I'm surprised no one has mentioned the Python termcolor module. Usage is pretty simple:

from termcolor import colored

print colored('hello', 'red'), colored('world', 'green')

It may not be sophisticated enough, however, for game programming and the "colored blocks" that you want to do...

Samat Jain
Does this work on Windows?
molasses
I didn't know about this before, thanks a lot!
Justin Poliey
Just a remark: its license is GPL and this may not be suitable for lots of Python projects including open-source ones. Also it just do not work under Windows.
Sorin Sbarnea
Yeah - doesn't work on Windows...
stiank81
+1  A: 

How about this

dugres
how about stopping spaming?
SilentGhost
What do you mean "spaming" ? What's wrong with this recipe ?
dugres
Louis? long time no see.
SilentGhost
That's not helping.
dugres
it's just to show louis why it is spamming.
SilentGhost
+3  A: 

Here's a curses example:

import curses

def main(stdscr):
    stdscr.clear()
    if curses.has_colors():
        for i in xrange(1, curses.COLORS):
            curses.init_pair(i, i, curses.COLOR_BLACK)
            stdscr.addstr("COLOR %d! " % i, curses.color_pair(i))
            stdscr.addstr("BOLD! ", curses.color_pair(i) | curses.A_BOLD)
            stdscr.addstr("STANDOUT! ", curses.color_pair(i) | curses.A_STANDOUT)
            stdscr.addstr("UNDERLINE! ", curses.color_pair(i) | curses.A_UNDERLINE)
            stdscr.addstr("BLINK! ", curses.color_pair(i) | curses.A_BLINK)
            stdscr.addstr("DIM! ", curses.color_pair(i) | curses.A_DIM)
            stdscr.addstr("REVERSE! ", curses.color_pair(i) | curses.A_REVERSE)
    stdscr.refresh()
    stdscr.getch()

if __name__ == '__main__':
    print "init..."
    curses.wrapper(main)
nosklo
Your code does fail under Windows (x64) with this error:AttributeError: 'module' object has no attribute 'wrapper'
Sorin Sbarnea
@Sorin Sbarnea: Accordingly to python curses official documentation in http://docs.python.org/library/curses.html , the curses module is not supported on windows.
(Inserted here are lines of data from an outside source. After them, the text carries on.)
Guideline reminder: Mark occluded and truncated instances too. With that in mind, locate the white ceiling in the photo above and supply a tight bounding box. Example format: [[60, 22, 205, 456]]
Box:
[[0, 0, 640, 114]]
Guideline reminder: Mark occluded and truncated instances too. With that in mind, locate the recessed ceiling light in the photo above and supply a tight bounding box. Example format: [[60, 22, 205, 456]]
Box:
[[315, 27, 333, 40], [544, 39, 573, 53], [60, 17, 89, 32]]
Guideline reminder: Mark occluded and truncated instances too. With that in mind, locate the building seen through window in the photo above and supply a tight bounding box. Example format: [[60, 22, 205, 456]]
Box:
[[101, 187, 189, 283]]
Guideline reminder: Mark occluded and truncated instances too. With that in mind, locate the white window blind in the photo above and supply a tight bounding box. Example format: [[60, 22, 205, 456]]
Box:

Maybe you got this error instead of "No Such Module" or something like this, because you probably named your test file "curses.py" so it is importing itself.
nosklo
+2  A: 

I have created a cross-platform package to print colored terminal text from Python:

http://pypi.python.org/pypi/colorama

It works by making ANSI escape character sequences work on Windows.
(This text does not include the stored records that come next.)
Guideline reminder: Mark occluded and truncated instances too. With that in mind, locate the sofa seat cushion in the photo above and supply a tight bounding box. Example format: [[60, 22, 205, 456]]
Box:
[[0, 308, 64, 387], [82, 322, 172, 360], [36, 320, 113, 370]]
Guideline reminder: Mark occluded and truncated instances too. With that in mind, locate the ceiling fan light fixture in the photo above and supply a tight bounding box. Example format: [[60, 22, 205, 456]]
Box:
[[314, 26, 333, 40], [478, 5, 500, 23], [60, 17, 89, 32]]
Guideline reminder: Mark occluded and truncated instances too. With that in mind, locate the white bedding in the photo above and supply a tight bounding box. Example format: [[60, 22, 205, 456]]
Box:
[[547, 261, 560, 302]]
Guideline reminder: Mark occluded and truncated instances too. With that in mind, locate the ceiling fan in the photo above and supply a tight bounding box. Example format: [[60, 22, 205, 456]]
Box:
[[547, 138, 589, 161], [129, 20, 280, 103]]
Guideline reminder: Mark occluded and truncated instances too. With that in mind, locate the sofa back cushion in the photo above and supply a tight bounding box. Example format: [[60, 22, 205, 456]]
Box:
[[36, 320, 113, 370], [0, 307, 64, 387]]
So once you have called colorama.init(), you can print ANSI escape sequences to create colored terminal output. You do this manually (print '/033[2m') or using colorama's shorthand (print Fore.RED) or using an existing library like termcolor. On Linux and Macs, this will work just the same as it always has. On Windows, these characters get intercepted when they reach sys.stdout.write(), and converted into win32 calls instead.
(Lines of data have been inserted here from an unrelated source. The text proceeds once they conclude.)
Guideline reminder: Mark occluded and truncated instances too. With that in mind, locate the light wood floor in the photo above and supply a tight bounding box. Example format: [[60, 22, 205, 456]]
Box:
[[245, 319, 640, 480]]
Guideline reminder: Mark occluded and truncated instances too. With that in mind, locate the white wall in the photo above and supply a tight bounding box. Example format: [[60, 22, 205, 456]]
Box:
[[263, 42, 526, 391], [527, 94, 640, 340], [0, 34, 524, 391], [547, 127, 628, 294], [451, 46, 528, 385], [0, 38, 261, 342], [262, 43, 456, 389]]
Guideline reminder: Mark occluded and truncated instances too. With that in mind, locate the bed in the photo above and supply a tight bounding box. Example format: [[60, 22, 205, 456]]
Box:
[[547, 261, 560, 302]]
It only works for colors and dim/bright text, not for moving the cursor nor clearing the screen or all the other things ANSI characters can do.

Feedback much appreciated.

Tartley
+5  A: 

the answer is http://pypi.python.org/pypi/colorama for all cross-platform coloring in python

nbv4
As the author of Colorama, thanks for the mention @nbv4. I'll try and clarify a bit: Colorama aims to let Python programs print colored terminal text on all platforms, using the same ANSI codes as described in many other answers on this page. On Windows, Colorama strips these ANSI characters from stdout and converts them into equivalent win32 calls for colored text. On other platforms, Colorama does nothing. Hence you can use ANSI codes, or modules like Termcolor, and with Colorama, they 'just work' on all platforms. Is that idea, anyhow.